1. Select one poem that you really love. Develop a thesis explaining why you think this poem is a good one, using detailed examination of the poem itself--its structure, language, imagery. Use your analysis of this poem to lead you to a one-page definition of your "personal hermeneutic"--the aesthetic, moral, and critical principles you value most. Then do a library search on the poem. Develop a second thesis about the value of research. How does the poem become new or different as you read it through the eyes of another critic? Can you deduce what these critics' hermeneutics consist of?
Outline to follow
I. Part one. Xerox a copy of your poem and make it page one of your paper. Write a 2-3 page explication that centers on a thesis. Do not use first person. Do offer abundant detail about the strengths of the poem's structure, language, and imagery.
II. Part two . Write a one-page statement of your own hermeneutic (see samples in class from seniors in the past) based, at least in part, on your experience of examining a poem you love in great detail. This should be in first person.
III. Part three . Now get thee to the library and use everything available--biographical and critical studies of the author, journal articles, reference works, period studies (books about the British romantic poets, for example). Now develop a thesis about research, using the questions in the assignment above. Sample thesis: "Research can train the eye to see more and the ear to hear more." Then show how that happened to you. Or "The jargon of contemporary post-modern critics interferes with both appreciation of literature and a clear analysis of its meaning." There are many more possibilities. Show how carefully you can read and how deeply you can reflect on how and what you learn. You may use first person here.
2. Compare one Romantic poem to one Neo-classical poem. Sharpen the contrast of these two periods by showing how differently they view some aspect of reality or personality. Conversely, you might want to argue that the terms "Neo-classical" and "Romantic" are meaningless because two poems, ostensibly separated by period, really convey very similar ideas in similar form.

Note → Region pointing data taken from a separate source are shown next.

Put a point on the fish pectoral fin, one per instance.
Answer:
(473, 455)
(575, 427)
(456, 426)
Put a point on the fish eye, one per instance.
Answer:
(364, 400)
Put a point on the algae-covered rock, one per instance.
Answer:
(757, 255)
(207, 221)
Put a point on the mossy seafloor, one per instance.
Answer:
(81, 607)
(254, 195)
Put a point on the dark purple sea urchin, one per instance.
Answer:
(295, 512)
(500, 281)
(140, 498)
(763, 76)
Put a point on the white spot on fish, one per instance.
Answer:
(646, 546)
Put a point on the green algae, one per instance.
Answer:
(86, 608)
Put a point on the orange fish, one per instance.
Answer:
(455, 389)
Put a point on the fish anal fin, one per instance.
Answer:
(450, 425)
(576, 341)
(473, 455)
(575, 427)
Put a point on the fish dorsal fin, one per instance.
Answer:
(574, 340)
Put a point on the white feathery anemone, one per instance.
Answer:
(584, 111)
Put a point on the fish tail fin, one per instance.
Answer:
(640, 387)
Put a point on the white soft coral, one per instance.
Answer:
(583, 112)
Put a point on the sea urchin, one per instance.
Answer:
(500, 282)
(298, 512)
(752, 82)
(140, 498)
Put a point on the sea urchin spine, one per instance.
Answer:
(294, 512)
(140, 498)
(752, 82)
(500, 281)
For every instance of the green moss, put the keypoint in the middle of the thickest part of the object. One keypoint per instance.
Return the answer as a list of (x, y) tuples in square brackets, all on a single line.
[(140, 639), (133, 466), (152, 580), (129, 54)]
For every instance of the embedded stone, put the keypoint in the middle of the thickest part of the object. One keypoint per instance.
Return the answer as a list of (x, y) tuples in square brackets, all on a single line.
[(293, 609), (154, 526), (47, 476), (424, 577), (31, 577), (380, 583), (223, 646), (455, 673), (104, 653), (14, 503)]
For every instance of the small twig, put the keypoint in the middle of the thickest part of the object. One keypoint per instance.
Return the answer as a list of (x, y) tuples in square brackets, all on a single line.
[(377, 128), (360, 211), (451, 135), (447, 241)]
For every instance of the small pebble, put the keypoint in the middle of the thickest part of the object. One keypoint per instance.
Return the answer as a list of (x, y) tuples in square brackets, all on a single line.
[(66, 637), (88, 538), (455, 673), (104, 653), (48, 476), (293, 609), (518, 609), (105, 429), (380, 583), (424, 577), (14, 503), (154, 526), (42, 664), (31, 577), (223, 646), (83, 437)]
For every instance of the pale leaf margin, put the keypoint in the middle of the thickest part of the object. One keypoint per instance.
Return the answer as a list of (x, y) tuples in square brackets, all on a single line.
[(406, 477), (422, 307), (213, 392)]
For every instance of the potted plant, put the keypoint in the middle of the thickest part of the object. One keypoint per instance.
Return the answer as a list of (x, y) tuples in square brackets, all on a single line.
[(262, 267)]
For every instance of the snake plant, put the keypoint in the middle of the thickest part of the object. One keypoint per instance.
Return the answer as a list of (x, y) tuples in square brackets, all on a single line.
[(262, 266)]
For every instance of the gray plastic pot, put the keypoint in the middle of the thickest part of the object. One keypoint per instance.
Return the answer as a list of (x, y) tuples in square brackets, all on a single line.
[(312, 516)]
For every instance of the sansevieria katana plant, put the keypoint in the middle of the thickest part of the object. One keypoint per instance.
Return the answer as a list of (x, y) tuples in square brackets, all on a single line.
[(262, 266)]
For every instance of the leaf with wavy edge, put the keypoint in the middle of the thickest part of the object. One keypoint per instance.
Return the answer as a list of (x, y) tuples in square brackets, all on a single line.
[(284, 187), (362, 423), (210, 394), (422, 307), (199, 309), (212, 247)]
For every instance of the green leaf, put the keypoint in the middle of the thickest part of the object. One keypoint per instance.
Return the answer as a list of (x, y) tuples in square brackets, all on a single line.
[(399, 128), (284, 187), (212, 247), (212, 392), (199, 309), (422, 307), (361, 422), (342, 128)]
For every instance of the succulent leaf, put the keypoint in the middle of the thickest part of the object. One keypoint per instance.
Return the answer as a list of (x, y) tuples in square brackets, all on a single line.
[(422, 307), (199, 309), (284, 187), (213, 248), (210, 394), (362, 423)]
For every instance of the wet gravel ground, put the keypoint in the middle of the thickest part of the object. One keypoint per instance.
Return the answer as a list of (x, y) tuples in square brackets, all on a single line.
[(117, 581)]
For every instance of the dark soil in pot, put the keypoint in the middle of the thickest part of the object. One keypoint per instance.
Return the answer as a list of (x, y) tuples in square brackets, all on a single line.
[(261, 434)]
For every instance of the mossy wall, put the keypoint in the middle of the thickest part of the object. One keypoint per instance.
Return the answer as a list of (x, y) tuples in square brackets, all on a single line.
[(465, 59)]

3. Is there a Romantic "canon"? If so, what should be included and why? See Abrams, "canon." Also Wendell V. Harris, "Canonicity," PMLA January 1991: 110-121. And article on the British Romantic canon in the September, 1991, issue of College English.
Essay II, 7-10 pp.
Choose one critical perspective and one American work. Learn as much about both as you can. Develop a thesis about the work which illustrates the perspective you choose.